I Samuel 7: 10 – 12; Yesaya 40: 29 – 31

Saudara yang dikasihi Tuhan Yesus Kristus,

Dikisahkan dalam cerita tentang Peter Pan ketika ia berhasil membebaskan anak-anaknya dari tawanan Kapten Hook; ibunya berkata, “Peter, mulai hari ini maka petualanganmu berakhir!” Tetapi Peter Pan menjawab, “Hidup adalah sebuah petualangan. Selama kita hidup selama itu pula kita berpetualang mencari apa yang menjadi keinginan dan harapan kita.”

Saudara, hidup ini memang sebuah petualangan. Setiap saat kita mencari, mencari dan mencari serta berusaha mendapatkan apa yang menjadi harapan kita. Menyelesaikan pendidikan sekolah adalah salah satu bagian petualangan dalam kehidupan kalian. Lulus sekolah tidak berarti selesai petualangan hidup kita; melainkan sebagai titik awal untuk melangkah lebih jauh lagi ke depan meraih apa yang kalian inginkan. Selesai pendidikan di SMF adalah titik awal untuk meraih harapan-harapan baru.

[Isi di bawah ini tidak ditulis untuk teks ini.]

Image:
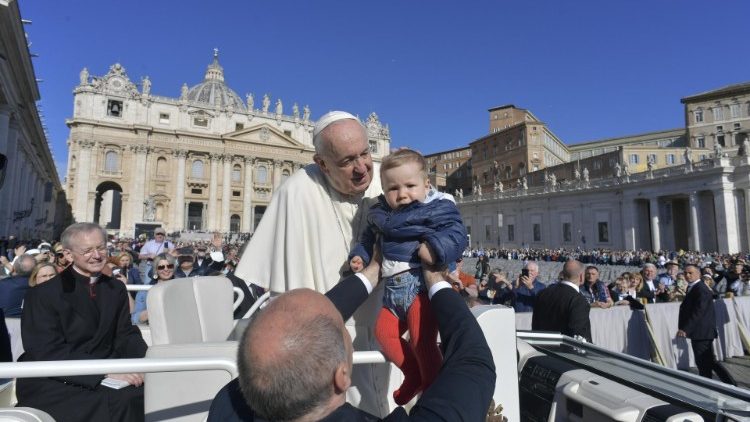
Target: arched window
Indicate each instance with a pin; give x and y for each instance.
(111, 162)
(197, 170)
(161, 166)
(262, 174)
(236, 173)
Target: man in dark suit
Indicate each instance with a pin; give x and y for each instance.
(561, 307)
(302, 366)
(81, 314)
(697, 321)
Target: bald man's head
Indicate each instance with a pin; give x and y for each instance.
(290, 355)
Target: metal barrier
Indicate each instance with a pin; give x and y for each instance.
(235, 305)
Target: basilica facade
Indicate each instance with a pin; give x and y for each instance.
(205, 161)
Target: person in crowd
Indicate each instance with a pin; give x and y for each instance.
(503, 289)
(81, 314)
(158, 245)
(61, 259)
(41, 273)
(482, 267)
(412, 223)
(309, 381)
(13, 289)
(652, 290)
(670, 275)
(527, 287)
(697, 321)
(732, 280)
(163, 271)
(561, 307)
(594, 290)
(337, 189)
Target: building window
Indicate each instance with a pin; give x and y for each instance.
(236, 173)
(718, 113)
(197, 169)
(262, 174)
(735, 110)
(111, 162)
(161, 166)
(114, 108)
(567, 232)
(603, 227)
(200, 121)
(537, 232)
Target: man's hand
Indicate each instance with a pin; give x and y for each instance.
(135, 379)
(426, 254)
(372, 270)
(433, 274)
(356, 264)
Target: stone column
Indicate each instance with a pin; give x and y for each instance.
(276, 174)
(654, 213)
(80, 212)
(226, 192)
(247, 196)
(213, 223)
(695, 239)
(138, 186)
(178, 221)
(726, 221)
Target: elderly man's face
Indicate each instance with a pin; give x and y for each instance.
(89, 252)
(346, 158)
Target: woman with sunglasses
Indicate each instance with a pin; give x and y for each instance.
(163, 270)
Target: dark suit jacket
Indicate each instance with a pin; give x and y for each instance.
(561, 309)
(462, 390)
(697, 315)
(61, 321)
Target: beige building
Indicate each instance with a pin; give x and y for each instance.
(719, 116)
(33, 202)
(206, 160)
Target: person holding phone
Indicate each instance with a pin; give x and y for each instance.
(527, 287)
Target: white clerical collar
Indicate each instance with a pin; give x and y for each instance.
(571, 284)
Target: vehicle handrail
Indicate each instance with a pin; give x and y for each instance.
(141, 287)
(114, 366)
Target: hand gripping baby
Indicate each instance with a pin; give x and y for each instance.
(413, 224)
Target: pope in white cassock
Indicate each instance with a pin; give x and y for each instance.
(308, 229)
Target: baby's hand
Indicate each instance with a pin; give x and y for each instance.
(356, 264)
(426, 254)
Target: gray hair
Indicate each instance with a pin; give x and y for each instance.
(22, 267)
(288, 387)
(74, 230)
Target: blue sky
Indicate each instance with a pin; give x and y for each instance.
(590, 69)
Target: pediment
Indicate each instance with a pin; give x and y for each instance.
(264, 134)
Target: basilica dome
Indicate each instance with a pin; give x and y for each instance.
(213, 91)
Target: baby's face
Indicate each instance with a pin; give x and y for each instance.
(404, 184)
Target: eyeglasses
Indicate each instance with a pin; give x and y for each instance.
(90, 251)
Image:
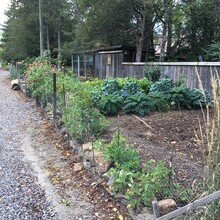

Sampai di sini, peristiwa hari ini, kita dapat bahkan harus berkata seperti Samuel, “EBENHAEZER, sampai di sini Tuhan menolong kita.” Karena kita meyakini bahwa ini semua karena pertolongan Tuhan, karena bimbingan dan penyertaan Tuhan. Tetapi perlu kita ingat bahwa perjalanan hidup kita belum selesai. Untuk itulah dibutuhkan keteguhan, kekuatan hati, optimisme agar dapat menapaki hari esok dengan kuat dan tegar. Tuhan memang akan selalu menolong kita. Tetapi dari dalam diri kita pun dituntut sikap optimisme dan keteguhan hati. Untuk hal ini, Yesaya mengajak kita untuk belajar dari kehidupan burung rajawali. Apa keistimewaan burung rajawali?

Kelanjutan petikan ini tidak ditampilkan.